Extra tip - Navigate to the Extensions folder once, back out to the folder enclosing it, then drag the Extensions folder to your sidebar so you can open it with 1 click anytime.

-Wade

Those are good tips, and I’ve done what you said with the Extensions folder, but the critical issue was not so much being able to open up stuff from the desktop as being able to get to stuff from search windows (for instance, in the file dialogue box that pops up when I try to attach something to a post in this forum, or when I try to upload something to a web form like the ParserComp entry). Having the Extensions folder in the sidebar doesn’t seem to make the extensions available to those search functions, or let them show up in All My Files which is something I often use to find the most recent thing I was working on.

It does make it easier to navigate it directly to them, though, so that’s good.
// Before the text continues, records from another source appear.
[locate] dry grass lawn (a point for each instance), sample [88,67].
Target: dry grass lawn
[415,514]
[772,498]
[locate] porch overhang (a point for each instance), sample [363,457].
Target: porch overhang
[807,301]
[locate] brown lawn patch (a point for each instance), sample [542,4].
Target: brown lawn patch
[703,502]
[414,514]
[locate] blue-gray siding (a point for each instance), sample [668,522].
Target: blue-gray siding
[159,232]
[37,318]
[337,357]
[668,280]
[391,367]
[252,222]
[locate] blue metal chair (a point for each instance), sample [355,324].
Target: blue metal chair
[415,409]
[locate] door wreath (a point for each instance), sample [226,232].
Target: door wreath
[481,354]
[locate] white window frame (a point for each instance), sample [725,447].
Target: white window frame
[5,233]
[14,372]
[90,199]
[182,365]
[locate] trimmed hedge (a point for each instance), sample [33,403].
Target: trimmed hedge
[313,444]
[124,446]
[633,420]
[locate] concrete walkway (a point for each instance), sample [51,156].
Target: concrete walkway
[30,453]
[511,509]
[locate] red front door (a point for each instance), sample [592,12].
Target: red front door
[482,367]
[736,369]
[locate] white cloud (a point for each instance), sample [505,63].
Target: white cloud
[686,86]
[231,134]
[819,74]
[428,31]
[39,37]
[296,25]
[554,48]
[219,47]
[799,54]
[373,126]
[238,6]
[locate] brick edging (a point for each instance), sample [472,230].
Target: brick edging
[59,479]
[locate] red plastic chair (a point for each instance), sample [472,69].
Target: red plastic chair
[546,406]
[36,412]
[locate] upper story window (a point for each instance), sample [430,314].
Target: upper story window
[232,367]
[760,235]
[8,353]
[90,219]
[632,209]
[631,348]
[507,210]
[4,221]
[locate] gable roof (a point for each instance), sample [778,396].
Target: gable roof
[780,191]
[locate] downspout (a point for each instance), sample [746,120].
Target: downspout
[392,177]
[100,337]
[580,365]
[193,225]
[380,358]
I just have to change my habits for how I attach things.

OK. You can do a search including system files but I haven’t tried integrating this permanently into Spotlight.

Here’s how to do a one-off search.

In the Finder:

  • press Apple-F
  • With luck you will see a line that has 2 dropdown menus saying ‘Kind’ is ‘Any’. If you don’t have a line, click the + button to make one.
  • Now, change ‘Kind’ to ‘System files’
  • The default option is ‘aren’t included’. Change to ‘are included’
  • Now type your search term in the search box that is a part of this window - NOT the top corner spotlight box. This can locate files in Inform Extensions folder, etc.
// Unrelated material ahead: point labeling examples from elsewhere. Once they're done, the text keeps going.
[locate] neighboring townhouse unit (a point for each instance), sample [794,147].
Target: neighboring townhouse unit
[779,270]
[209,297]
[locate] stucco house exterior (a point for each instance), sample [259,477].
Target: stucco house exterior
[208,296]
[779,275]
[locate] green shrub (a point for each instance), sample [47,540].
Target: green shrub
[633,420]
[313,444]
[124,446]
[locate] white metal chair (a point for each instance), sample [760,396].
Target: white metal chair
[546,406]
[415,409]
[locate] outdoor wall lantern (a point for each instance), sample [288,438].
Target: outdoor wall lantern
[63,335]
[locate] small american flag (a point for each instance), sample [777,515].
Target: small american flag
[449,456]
Once you’ve done that once, you’ll find it’s not as fiddly as it sounds above. But you could further experiment with Spotlight’s preferences in ‘System Preferences’. For instance there is a tickable ‘Other’ box, which I haven’t verified what it does yet. There is also a tickable ‘System Preferences’ box, but I’m not sure if that is literally just the preferences folder (it probably is) or a broader System Files preference. And when you change overall Spotlight prefs like this, it helps if you let it start indexing before you test the search.

-Wade

You can make the Library folder visible in Finder by opening a Finder window on your home directory and hitting “Show View Options” (cmd-J). There’s a checkbox for “Show Library Folder”. I suspect this doesn’t affect search behavior though.

Hmmm, I’m not getting that–maybe it’s not in OS X 10.7? Anyway I can see the Library folder in Finder; maybe that was what I did with the command line.

(However, when searching the Help files for this, I found out how I could get Software Update to stop bugging me about the new version of iTunes I don’t want to download. Serendipity!)

Yeah, sorry – that option showed up in 10.9, looks like.

(Through 10.8: osxdaily.com/2011/07/22/access-u … os-x-lion/ )

Yeah, that looks like the shell command I ran. Thanks, though–now I’m pretty sure what I did and what effect it had!